In a 2005 prospective multicenter trial out of Ontario by Pron et al, the pregnancy outcomes of 555 patients treated for symptomatic fibroids with UFE were analyzed.8 While the authors note their study was not designed to evaluate the rate of fertility (as the denominator of women attempting to achieve pregnancy was not optimally defined) the study did show reasonably good pregnancy outcomes. Twenty four pregnancies were conceived, only four spontaneous abortions, four preterm deliveries, a 50% rate of vaginal delivery, and abnormal fetal growth in four of the births.  In 2007, A randomized prospective trial by Mara et al, compared UFE with myomectomy and analyzed outcomes and implications of future fertility.9 Perinatal outcomes including mean birth weight, mean completed gestational weeks, preterm delivery, cesarean section, postpartum hemorrhage, perinatal hypoxia, preeclampsia, and intrauterine growth restriction were similar in both groups.

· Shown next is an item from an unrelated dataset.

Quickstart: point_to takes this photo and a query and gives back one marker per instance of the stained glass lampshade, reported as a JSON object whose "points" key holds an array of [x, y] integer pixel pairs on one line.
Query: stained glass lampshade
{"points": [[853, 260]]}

Study limitations were small sample size and unequal number in each group attempting to conceive (40 in myomectomy and 26 in UFE group). The rates of spontaneous abortion and pregnancy were 64% and 50%, respectively, after UFE (both higher compared to many other observational and retrospective studies), and 23% and 78%, respectively, after myomectomy. The differences in outcome for these two parameters were of statistical significance (p<0.05). The relative risk of infertility after UFE compared to myomectomy in this study was 2.22 (95% CI 1.11, 4.44). 

Many patients in existing studies and case reports have variable factors that confound direct analysis or comparison which include, advancing maternal age, uterine wall compromise, previous spontaneous abortions, prior uterine surgeries, variable technique and skill of endovascular specialist preforming UFE, unknown desire to conceive and carry a fetus to term.  Additionally, the most well-controlled studies often have small population sizes which make it difficult to gain meaningful clinical information from them.

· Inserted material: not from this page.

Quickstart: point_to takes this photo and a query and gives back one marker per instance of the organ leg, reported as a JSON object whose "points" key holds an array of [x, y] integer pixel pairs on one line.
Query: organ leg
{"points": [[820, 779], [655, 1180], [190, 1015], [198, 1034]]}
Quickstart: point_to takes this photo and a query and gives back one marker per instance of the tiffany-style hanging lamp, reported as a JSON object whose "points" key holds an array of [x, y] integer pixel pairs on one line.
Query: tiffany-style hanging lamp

What has been demonstrated is that pregnancy is attainable for women following UFE and many pregnancies will proceed uneventfully to successful delivery. However, as discussed above, the exact fertility rate following UFE remains uncertain, and there is evidence correlating to higher rates of preterm delivery and spontaneous abortions when compared to myomectomy. Providers must take into account both aspects of the current published data and have an open and honest discussion with our patients to balance the benefits and risks of UFE in the scope of fertility. Additional randomized, controlled research into fertility and pregnancy following UFE would be of great benefit. 

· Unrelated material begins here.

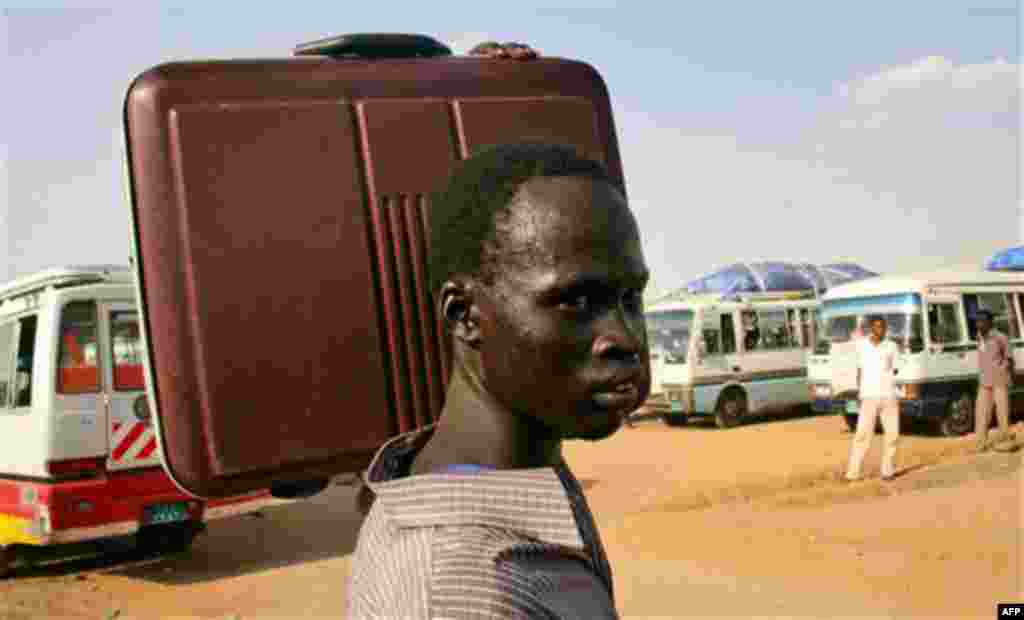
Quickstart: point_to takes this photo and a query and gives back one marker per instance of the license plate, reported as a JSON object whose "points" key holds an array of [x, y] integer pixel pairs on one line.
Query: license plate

Uterine Fibroid Embolization: Assessing Outcomes

The populations of patients most likely to benefit from UFE are patients that will respond well to pharmacological or surgical intervention.  The 2005 EMMY Trail—a multi-center randomized controlled trial (RCT) enrolling 177 patients found that UFE when compared with hysterectomy had a similarly low major complication rate (4.9 vs 2.7 p=0.68 ) with a significant reduction in length of hospital stay (mean [SD]: 2.5 [2.7] vs 5.1 [1.3] days, p<0.001). 10 Additionally, the 2007 REST trial, another multi-center RCT, enrolling 157 patients with a 2:1 ratio of randomly assigned to either UFE or Surgery (hysterectomy or myomectomy), found no significant difference in primary outcome, quality of life after 1 year post procedure measured by health survey (SF-36 score), as well as a statistically significant reduction in hospital stay in UAE group vs surgical group (1 day vs 5 days; p<0.001). 11 These two studies were instrumental in showing the viability of UAE as an alternative to traditional interventions.  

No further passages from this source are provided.